- I am a below knee amputee. More importantly, I am also Mommy to two boys, a very active 10 year old (Robby) and an mischievous toddler (Timmy). I have learned that being a parent with a disability can create some unusual and sometimes humorous situations. This blogger is available for hire! Let's talk and learn how a blog can expand your business.
Tuesday, April 22, 2014
After a laid back Spring Break, both boys will return to school today. Unlike other long breaks where I found myself feeling anxious for the normalcy of my schedule, this morning I am saddened to see them both leave. Although we didn't do anything spectacular, it was nice having them home. I came to rely upon their help throughout the day, and I am a tinge nervous about being by myself again.

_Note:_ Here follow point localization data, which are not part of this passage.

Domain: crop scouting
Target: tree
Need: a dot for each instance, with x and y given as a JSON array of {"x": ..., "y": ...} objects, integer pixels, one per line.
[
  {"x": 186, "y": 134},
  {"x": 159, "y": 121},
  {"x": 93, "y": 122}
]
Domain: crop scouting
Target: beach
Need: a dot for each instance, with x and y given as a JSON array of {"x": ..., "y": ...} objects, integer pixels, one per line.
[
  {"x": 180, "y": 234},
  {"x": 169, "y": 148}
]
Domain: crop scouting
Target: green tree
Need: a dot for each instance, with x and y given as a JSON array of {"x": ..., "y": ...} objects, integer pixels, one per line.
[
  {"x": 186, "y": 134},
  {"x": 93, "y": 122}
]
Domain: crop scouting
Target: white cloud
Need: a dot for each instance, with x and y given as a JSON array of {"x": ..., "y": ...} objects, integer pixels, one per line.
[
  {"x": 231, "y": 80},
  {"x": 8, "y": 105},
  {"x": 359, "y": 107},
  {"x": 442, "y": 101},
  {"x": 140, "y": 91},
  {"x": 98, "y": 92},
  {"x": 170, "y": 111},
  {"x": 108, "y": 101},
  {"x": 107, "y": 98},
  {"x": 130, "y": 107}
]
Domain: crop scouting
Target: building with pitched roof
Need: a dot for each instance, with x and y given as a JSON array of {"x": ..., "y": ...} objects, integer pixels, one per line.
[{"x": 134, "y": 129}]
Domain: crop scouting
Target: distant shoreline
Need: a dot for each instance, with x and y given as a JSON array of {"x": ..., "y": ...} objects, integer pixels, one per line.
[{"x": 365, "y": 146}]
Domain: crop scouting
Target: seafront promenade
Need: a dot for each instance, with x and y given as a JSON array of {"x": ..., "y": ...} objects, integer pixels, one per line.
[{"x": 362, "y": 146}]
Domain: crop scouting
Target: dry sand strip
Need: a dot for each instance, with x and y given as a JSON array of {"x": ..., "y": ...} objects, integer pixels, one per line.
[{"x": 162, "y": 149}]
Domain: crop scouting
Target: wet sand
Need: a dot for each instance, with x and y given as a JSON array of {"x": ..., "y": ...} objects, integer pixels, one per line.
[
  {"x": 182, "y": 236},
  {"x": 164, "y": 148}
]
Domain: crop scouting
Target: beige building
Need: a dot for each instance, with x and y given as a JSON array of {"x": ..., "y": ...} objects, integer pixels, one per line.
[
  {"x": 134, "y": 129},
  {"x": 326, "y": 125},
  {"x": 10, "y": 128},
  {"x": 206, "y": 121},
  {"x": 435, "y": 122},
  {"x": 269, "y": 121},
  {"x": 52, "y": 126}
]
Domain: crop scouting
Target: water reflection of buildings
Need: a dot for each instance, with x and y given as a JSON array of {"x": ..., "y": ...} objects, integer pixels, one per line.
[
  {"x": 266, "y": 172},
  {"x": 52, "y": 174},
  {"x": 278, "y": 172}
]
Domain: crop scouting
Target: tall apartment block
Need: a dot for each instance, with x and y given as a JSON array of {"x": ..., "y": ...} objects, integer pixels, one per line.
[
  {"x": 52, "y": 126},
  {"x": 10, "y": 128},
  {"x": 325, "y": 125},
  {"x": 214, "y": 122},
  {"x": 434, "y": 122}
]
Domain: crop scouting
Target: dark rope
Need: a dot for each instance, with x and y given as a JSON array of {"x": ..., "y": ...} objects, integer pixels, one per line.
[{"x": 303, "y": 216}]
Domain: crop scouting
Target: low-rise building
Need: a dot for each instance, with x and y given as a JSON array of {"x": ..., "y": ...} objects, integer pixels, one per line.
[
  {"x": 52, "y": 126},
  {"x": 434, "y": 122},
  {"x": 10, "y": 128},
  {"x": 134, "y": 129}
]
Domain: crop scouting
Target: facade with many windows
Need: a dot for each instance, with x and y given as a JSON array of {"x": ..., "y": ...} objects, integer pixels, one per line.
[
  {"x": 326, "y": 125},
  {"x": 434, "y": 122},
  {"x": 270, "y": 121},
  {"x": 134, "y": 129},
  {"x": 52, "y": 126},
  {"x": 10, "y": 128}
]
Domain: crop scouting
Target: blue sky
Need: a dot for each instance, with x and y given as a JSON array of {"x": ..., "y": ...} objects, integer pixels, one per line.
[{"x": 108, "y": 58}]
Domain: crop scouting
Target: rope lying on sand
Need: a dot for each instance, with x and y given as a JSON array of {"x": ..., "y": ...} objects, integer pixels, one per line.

I continue to be on "movement restriction" (which is apparently the new term for bed rest), a directive easier to obey when help is readily available. Now that I'm on my own, I will be forced to fend for myself. I know that I'll be okay; I am just not looking forward to it!
As if contending with the leaking amniotic fluid and cramping weren't enough, I am struggling with my prosthesis. The socket is tight making it difficult to don and painful to wear. Although I know that Elliot (my prosthetist) would certainly make the necessary adjustments or build me another socket if need be, I have reservations that a trip to the office would be worth the effort. At this point in the pregnancy, I don't see the swelling in my limb stabilizing any time soon.
Not only is the socket painful to wear, but I am no longer independent when it comes to putting on my liner. The baby bump just doesn't allow me to bend enough to slip it onto my limb. Thankfully, Scott and Robby have been home to help with the liner issue, but with them both away during the day, I am going to be on my own. I know that the solution is keeping the liner on all day which isn't a problem when I'm wearing my leg and comfortable. However, I find wearing the liner without my leg to be uncomfortable and hot. I realize that this is a "suck it up" moment, but it doesn't mean that I have to be happy about it!